In other words, it has been ten months now and my language skills have improved to a point that I feel fairly confident in most situations (even though I still don’t understand a ton).  I’m going to be taking the level 2 JLPT a month from now, and I don’t have such high hopes for it, but whenever I take practice tests I seem to do fairly okay.  Anyway, my goal is to pass in December so that will be an accomplishment if I can obtain my goal.  Even if I don’t pass by then, I am positive my speaking, (and kanji), will have improved to a level that I am quite satisfied with.

Good luck to everyone else that takes the test or begins studying any language.  It is a skill that requires a lot of patience.  It is comparable to a series of walls that you have to climb, but each time you make it over a wall the next one is even bigger.  That being the case, I don’t think the walls ever end.  Once you think you have reached the final wall, a few more are built despite your thoughts.  I think that is what interests me more than anything.  I want to find that last wall and stop any further ones from being built. 😛

Thanks for reading!


About travelnihon

I recently graduated from the University and am currently teaching English to all ages in Japan


8 thoughts on “Spoken Japanese

  1. Good luck with it all and the 2 JLPT. My Japanese level really took off in Japan and especially working at a real Japanese school. The hardest thing is to stay motivated, but setting goals like the JLPT is a great way.

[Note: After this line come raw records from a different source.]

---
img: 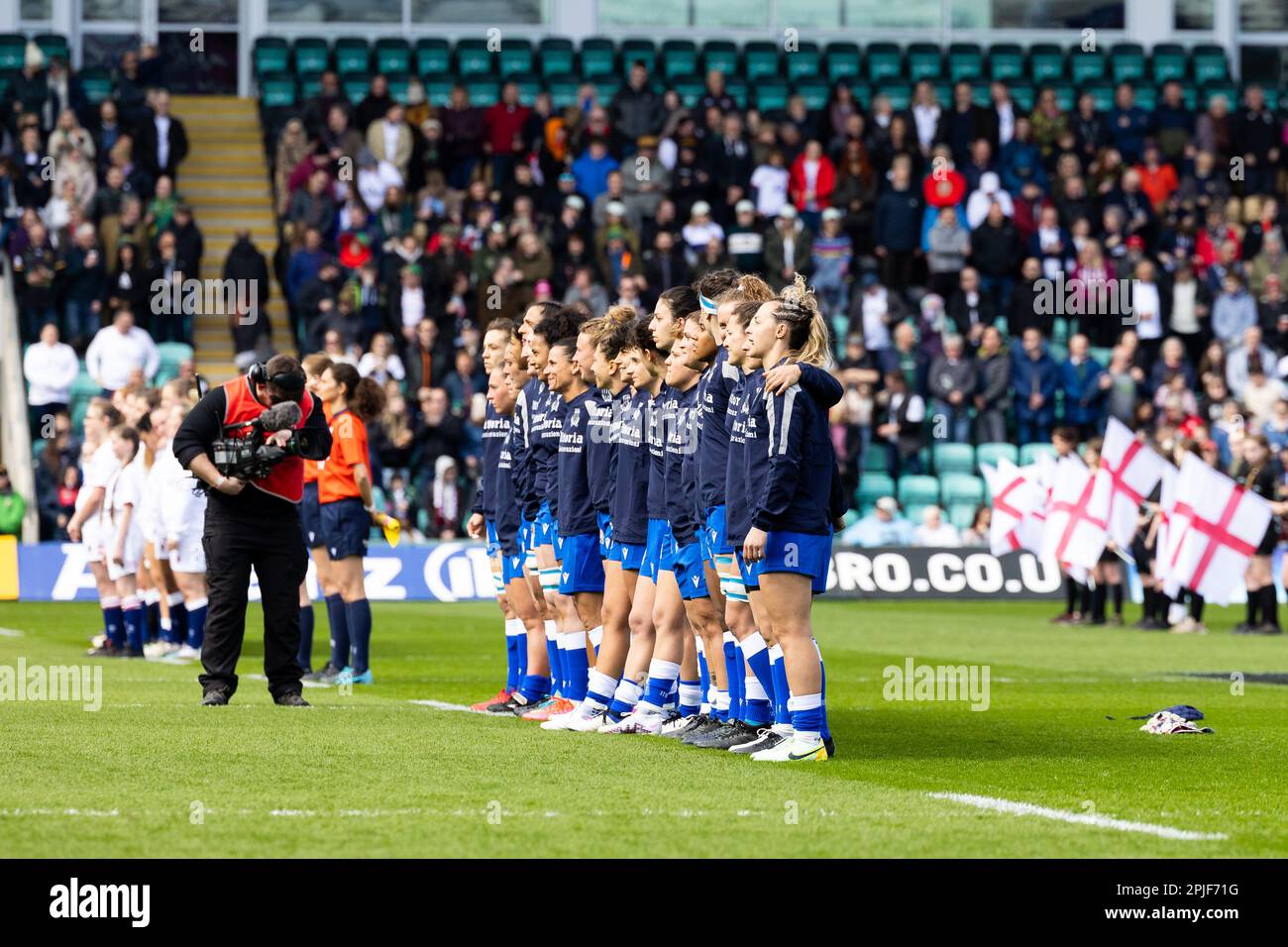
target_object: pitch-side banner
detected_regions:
[7,543,1060,601]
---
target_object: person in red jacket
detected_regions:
[787,139,836,233]
[483,82,532,188]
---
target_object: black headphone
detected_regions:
[250,362,305,391]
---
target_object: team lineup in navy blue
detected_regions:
[469,270,844,762]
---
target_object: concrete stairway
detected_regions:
[172,95,286,384]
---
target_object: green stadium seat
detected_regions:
[907,43,944,82]
[250,36,291,76]
[1190,44,1234,84]
[940,473,984,506]
[702,40,738,76]
[1046,78,1078,112]
[546,72,581,108]
[385,72,409,106]
[855,472,896,515]
[948,43,984,82]
[295,72,322,102]
[793,76,832,112]
[783,43,823,82]
[463,76,501,108]
[1020,441,1055,467]
[33,34,72,63]
[867,43,903,82]
[823,42,860,82]
[1081,78,1115,112]
[581,36,617,80]
[930,441,975,476]
[984,43,1024,82]
[537,36,577,78]
[340,72,371,104]
[1109,43,1145,82]
[751,76,787,113]
[863,445,889,475]
[742,43,781,84]
[622,40,657,78]
[661,40,698,81]
[1029,43,1065,85]
[975,441,1020,467]
[501,72,542,108]
[376,36,411,74]
[1150,43,1189,84]
[416,36,452,76]
[291,36,331,76]
[1130,78,1158,112]
[901,474,939,522]
[456,40,496,76]
[1199,80,1241,112]
[335,36,371,76]
[80,65,112,106]
[1069,49,1109,86]
[587,76,626,107]
[671,72,707,108]
[0,34,27,72]
[420,72,456,108]
[877,80,912,112]
[259,72,299,108]
[497,39,537,76]
[725,76,751,108]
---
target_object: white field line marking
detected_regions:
[411,701,496,716]
[928,792,1231,841]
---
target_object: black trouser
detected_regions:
[198,504,308,699]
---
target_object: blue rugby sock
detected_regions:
[185,598,206,651]
[769,644,793,725]
[326,592,351,670]
[295,601,313,670]
[344,598,371,677]
[739,631,774,727]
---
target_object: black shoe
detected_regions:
[729,727,791,755]
[658,714,721,740]
[683,720,760,750]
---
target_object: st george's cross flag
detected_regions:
[1092,417,1169,552]
[1167,454,1272,605]
[1042,458,1109,570]
[980,458,1046,556]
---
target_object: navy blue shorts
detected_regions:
[322,496,371,559]
[752,530,832,595]
[640,519,671,583]
[559,532,604,595]
[299,480,326,549]
[664,540,711,600]
[595,513,617,562]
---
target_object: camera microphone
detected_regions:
[255,401,304,433]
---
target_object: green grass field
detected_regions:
[0,601,1288,857]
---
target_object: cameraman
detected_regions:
[174,356,331,707]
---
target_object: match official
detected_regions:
[174,356,331,706]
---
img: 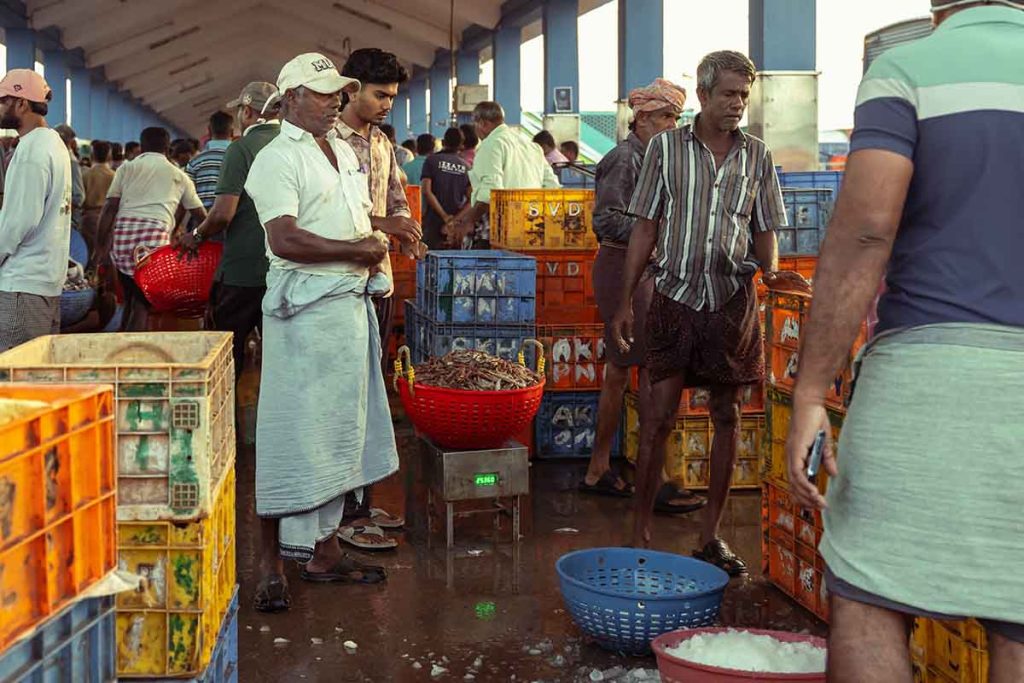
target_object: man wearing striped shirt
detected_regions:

    Posted by japanaustralia | June 9, 2012, 4:49 am
  2. God luck with your studies.
    I think it’s great that you’re working so hard to improve your Japanese. I was the same when I first came here.
    It’s a shame that there are so many (too many) foreigners in Japan who give a shit about the language and keep communicating in English only.
    If you decide to live in a foreign country, then you should also try to study that country’s language, even when it’s difficult.

    Posted by zoomingjapan | June 10, 2012, 10:33 am
    • It’s still difficult for me to wrap my mind around the idea of not completely immersing yourself while living in a foreign country. I feel selfish for the amount of English I am required to speak on a daily basis. Thanks for the comment!

      Posted by travelnihon | June 12, 2012, 4:21 am
  3. What an inspiring blog post! I am also currently studying Hangeul. I try my best to speak whenever I have the chance. Thanks for this!

    Posted by zezil | June 11, 2012, 4:42 am
  4. Love the new clean look of your site! Thank you for sharing! 😀


    Posted by Pink Ninjabi | June 11, 2012, 5:48 pm
  5. What a wonderful post! I did 2 years of college Japanese classes and I can say that even at the end of that (when it was still fresh in my mind) I feel like I had barely scratched the surface of the language. Unfortunately it’s been nearly 5 years since then, so while I still retain many basics, the rest is lost to me. I’m trying to build myself back into the language simply because I love it too much to let it go. The only problem is no Japanese people here! So I’m doing my best on my own for now while using TV and music to help with some minor immersion. =)

    Posted by Lissa Clouser | June 12, 2012, 5:37 pm
  6. The big question is have you learnt the standard Japanese photo taking poses? 😉
    PS.. good work on speaking the language.. we found it to be very difficult on our visits. Lucky the Japanese are a patient race of people!